Question

Difference between heatmap using Euclidian distance and Poisson distance

3

Entering edit mode

6.5 years ago

tlorin ▴ 360

(This thread is related to a Bioconductor package so I also posted this question on the dedicated forum. However, I thought this could relate to bioinformatics in general.)

Using DESeq2 I would like to obtain a heatmap of sample-to-sample distances using the rlog-transformed values. However, I'm not sure if I should use the "Euclidian" distance or the "Poisson" distance (both are suggested here). I have obtained both graphs but don't know which one I should "trust". While I think I understand the "Euclidian" approach I'm not sure to get the advantages of the "Poisson" approach.

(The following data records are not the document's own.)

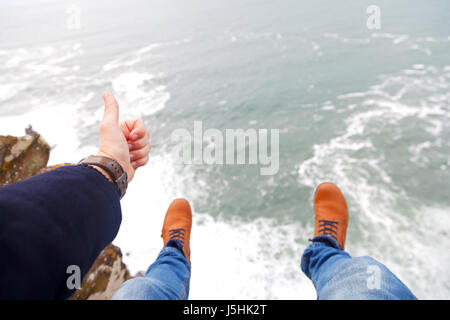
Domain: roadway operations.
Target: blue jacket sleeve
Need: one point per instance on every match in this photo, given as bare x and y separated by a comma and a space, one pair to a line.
52, 221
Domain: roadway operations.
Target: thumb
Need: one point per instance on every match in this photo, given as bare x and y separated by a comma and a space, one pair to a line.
111, 114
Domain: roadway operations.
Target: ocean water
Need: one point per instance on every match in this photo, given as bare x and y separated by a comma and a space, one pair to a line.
366, 109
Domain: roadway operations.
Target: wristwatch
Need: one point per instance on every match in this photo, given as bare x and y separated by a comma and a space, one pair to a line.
114, 170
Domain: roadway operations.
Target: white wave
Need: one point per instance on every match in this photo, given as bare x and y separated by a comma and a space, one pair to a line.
230, 259
139, 95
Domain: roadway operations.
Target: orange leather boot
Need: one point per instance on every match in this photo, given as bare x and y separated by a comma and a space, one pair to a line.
331, 213
177, 225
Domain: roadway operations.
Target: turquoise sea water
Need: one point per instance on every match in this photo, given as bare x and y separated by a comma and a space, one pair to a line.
366, 109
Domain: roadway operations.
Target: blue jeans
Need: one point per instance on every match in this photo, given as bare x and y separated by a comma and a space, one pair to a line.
167, 278
336, 275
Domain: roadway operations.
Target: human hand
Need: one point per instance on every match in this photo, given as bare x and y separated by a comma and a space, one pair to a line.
127, 143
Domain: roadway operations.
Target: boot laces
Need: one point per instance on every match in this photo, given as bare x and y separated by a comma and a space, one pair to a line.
177, 234
328, 227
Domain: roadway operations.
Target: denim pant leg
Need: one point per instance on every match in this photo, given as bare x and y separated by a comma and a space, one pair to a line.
336, 275
167, 278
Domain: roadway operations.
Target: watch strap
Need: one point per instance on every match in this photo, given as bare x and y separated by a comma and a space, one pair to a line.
115, 171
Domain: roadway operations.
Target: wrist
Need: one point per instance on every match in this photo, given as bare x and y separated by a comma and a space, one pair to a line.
111, 170
107, 176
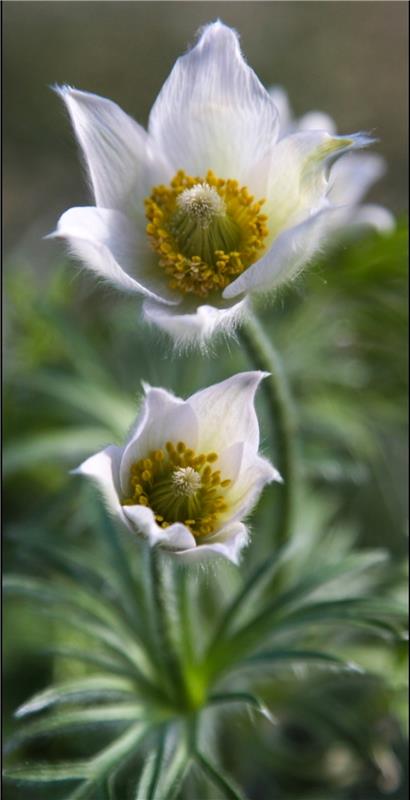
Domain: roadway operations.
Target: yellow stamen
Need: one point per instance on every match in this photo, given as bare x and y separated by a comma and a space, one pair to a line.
205, 230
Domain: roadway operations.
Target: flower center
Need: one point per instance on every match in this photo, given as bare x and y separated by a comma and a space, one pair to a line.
205, 230
179, 486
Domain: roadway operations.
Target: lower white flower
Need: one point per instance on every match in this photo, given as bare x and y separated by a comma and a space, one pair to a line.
352, 176
209, 205
190, 471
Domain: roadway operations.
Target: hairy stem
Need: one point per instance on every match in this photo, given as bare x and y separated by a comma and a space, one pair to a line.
264, 356
163, 602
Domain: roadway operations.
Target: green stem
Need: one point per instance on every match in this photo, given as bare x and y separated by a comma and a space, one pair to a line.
263, 355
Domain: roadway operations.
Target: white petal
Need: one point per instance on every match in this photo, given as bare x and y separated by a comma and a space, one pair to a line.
353, 175
316, 121
120, 158
107, 243
296, 175
226, 413
104, 470
289, 254
229, 543
245, 492
176, 537
195, 328
212, 112
230, 461
163, 418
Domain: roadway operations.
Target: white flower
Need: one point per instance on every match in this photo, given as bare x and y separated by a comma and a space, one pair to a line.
190, 470
351, 177
207, 206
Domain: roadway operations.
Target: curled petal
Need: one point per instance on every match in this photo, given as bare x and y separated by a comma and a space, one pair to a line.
175, 537
163, 418
247, 489
107, 243
212, 112
228, 542
104, 470
122, 162
312, 121
353, 175
227, 413
375, 216
297, 175
289, 253
195, 327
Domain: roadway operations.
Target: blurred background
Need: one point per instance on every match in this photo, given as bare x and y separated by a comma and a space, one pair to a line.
70, 344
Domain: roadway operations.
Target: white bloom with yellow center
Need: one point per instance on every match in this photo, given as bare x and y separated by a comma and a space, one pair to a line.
190, 471
352, 176
209, 205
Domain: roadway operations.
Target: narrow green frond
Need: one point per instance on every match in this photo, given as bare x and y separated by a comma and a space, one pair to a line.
224, 783
47, 773
85, 690
153, 772
65, 721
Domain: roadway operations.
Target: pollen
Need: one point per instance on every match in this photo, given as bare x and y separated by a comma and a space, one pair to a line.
180, 486
186, 481
206, 231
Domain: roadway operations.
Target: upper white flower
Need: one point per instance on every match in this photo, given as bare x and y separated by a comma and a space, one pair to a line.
190, 470
209, 204
351, 177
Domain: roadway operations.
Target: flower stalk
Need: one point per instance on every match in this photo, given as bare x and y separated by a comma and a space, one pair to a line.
283, 421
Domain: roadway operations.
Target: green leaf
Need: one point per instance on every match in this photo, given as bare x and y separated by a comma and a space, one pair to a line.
62, 722
224, 783
58, 603
67, 445
47, 773
84, 690
221, 698
153, 772
110, 408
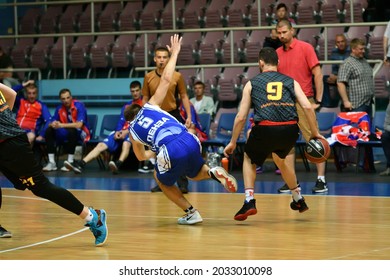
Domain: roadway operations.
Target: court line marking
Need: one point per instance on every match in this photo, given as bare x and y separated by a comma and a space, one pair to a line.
44, 242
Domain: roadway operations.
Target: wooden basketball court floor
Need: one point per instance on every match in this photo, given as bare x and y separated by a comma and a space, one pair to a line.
349, 222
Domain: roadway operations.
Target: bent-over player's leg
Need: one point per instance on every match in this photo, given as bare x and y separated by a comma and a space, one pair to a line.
174, 194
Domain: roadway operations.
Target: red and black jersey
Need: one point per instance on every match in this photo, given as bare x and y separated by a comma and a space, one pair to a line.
273, 98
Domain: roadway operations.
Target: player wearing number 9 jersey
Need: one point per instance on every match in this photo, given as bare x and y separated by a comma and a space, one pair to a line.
18, 165
272, 96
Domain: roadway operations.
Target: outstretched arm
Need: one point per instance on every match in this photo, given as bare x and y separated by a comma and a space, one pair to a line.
167, 74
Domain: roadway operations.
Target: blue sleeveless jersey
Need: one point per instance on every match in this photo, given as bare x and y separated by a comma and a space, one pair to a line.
155, 127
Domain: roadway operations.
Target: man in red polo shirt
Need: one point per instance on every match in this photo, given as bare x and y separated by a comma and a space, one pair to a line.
298, 60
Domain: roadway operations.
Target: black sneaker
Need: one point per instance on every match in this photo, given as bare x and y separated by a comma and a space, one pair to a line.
299, 205
5, 233
183, 189
284, 189
156, 189
320, 187
76, 166
248, 209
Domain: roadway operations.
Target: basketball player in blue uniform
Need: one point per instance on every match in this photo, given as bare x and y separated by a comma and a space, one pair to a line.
18, 164
273, 96
177, 151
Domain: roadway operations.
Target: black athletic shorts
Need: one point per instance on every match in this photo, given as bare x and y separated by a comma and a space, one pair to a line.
266, 139
18, 164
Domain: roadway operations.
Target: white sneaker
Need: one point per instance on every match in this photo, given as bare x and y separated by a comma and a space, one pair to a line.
146, 169
50, 166
219, 174
190, 218
65, 169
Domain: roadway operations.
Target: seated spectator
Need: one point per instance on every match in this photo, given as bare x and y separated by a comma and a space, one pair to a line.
202, 104
331, 96
116, 140
32, 114
195, 127
67, 127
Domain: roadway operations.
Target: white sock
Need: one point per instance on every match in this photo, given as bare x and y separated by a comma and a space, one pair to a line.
89, 216
70, 158
51, 158
322, 178
249, 194
296, 193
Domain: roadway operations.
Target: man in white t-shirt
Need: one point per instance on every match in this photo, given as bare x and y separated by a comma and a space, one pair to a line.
386, 45
202, 104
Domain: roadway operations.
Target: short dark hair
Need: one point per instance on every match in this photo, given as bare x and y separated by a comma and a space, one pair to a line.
63, 91
199, 83
269, 56
131, 111
134, 84
356, 42
284, 22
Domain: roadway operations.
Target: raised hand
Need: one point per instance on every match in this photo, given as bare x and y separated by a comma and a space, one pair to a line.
175, 46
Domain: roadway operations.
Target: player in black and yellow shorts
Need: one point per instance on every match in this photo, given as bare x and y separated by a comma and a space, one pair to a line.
18, 164
272, 96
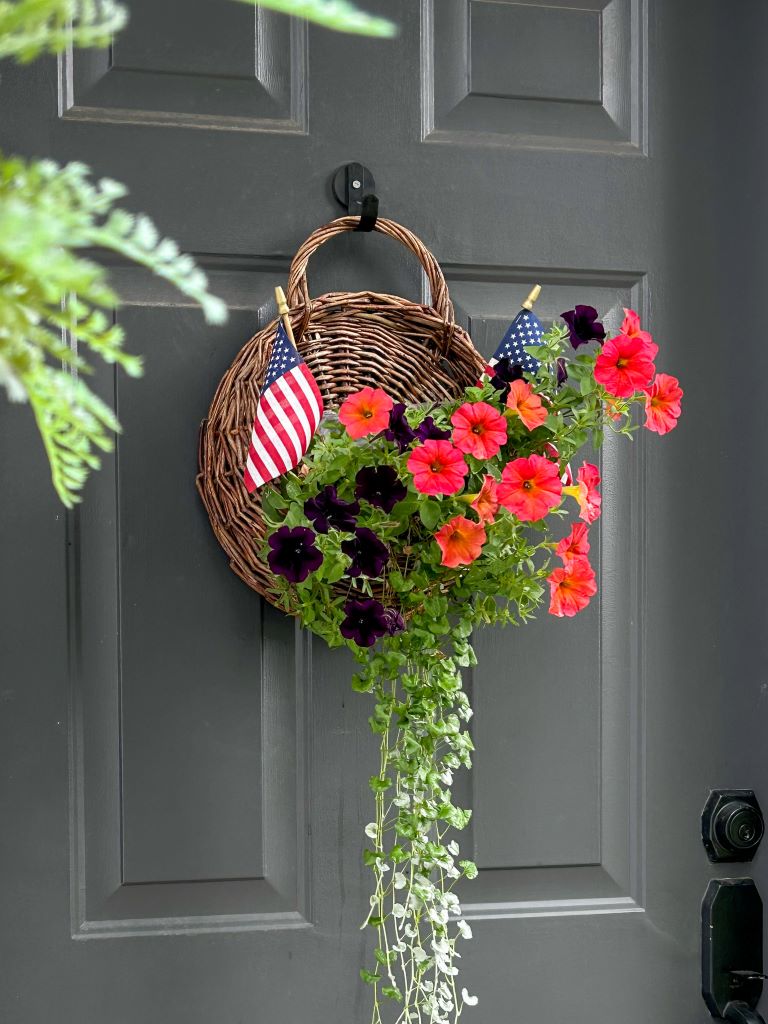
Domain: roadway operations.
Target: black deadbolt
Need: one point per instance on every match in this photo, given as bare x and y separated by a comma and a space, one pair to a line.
731, 825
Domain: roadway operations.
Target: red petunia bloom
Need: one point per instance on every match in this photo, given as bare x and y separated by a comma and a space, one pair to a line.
486, 502
437, 467
663, 403
529, 487
461, 541
576, 545
478, 429
586, 493
631, 327
571, 587
626, 365
526, 404
366, 412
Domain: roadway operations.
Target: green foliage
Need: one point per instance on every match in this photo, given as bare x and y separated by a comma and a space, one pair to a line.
54, 300
420, 710
30, 28
338, 14
51, 294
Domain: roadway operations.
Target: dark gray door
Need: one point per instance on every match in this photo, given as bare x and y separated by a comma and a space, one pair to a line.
182, 783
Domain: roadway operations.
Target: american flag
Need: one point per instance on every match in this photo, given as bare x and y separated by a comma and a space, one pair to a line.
524, 330
287, 416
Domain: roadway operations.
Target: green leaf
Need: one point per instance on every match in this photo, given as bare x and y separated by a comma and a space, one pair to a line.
430, 514
29, 28
338, 14
53, 298
469, 868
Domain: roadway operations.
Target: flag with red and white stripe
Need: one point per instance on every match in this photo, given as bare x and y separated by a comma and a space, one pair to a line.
287, 416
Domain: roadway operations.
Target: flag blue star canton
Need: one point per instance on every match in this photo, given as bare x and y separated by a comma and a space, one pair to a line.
284, 357
524, 330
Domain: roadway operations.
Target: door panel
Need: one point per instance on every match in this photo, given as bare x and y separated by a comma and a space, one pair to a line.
183, 784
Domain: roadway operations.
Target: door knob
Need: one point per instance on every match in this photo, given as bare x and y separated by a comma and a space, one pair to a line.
732, 950
731, 825
741, 1013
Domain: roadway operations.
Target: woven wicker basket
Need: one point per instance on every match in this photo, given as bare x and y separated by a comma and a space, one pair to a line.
349, 340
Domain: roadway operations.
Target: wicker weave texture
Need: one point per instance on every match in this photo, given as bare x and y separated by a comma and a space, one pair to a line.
349, 340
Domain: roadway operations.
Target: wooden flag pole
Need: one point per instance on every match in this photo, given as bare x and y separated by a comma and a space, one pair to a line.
536, 291
280, 296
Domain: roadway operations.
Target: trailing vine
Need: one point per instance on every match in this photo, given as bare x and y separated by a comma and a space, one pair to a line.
372, 546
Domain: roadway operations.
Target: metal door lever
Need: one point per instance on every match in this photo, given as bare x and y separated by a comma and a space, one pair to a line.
732, 942
741, 1013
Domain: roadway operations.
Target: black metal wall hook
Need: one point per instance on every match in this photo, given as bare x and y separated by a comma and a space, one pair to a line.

I've tried reading the fundament paper (Witten 2011) but got lost at some point B-)

Could someone:

illustrate a simple sample case where both methods would give the same result?
illustrate a simple sample case where both methods would give different results?
explain the advantages and drawbacks of both methods?

Many thanks!

deseq2 RNA-Seq poisson heatmap • 8.4k views

ADD COMMENT • link updated 6.5 years ago by Kevin Blighe 87k • written 6.5 years ago by tlorin ▴ 360

score 6 · Answer 1 · 2017-10-17

It's all about the distribution of the data that you've got.

Witten states that Euclidean distance has long been used in clustering of microarray data, data that is typically normalised to a Gaussian ('normal') distribution through RMA or gcRMA. To this day, most functions will still default to Euclidean distance.

Witten then makes the argument that RNA-seq data has different distributions, with counts and normalised counts more representative of a Poisson or negative binomial. In these distributions, the data is non-negative and the peak will be shifted to the 'left' along the x-axis toward 0 (zero). Mass spectrometry/cytometry data also follows this distribution.

If you plot your normalised DESeq2 counts, you'll see a poisson- or negative binomial-like distribution. If you plot the regularised log counts, you'll see a Gaussian. These last two statements are important, and are why the DESeq2 authors state:

We use the R function dist to calculate the Euclidean distance between samples. To ensure we have a roughly equal contribution from all genes, we use it on the rlog-transformed data.

So, only use Euclidean when you're using rlog counts

The PoissonDistance function takes the original count matrix (not normalized) with samples as rows instead of columns, so we need to transpose the counts in dds.

...only use Poisson when you're using raw or normalised counts.

There are no drawbacks to either of these, from my perspective. If you apply both to the correct data, then you should generally see the same or very similar result. The resulting dendrogram structure will differ slightly, but the overall message should not.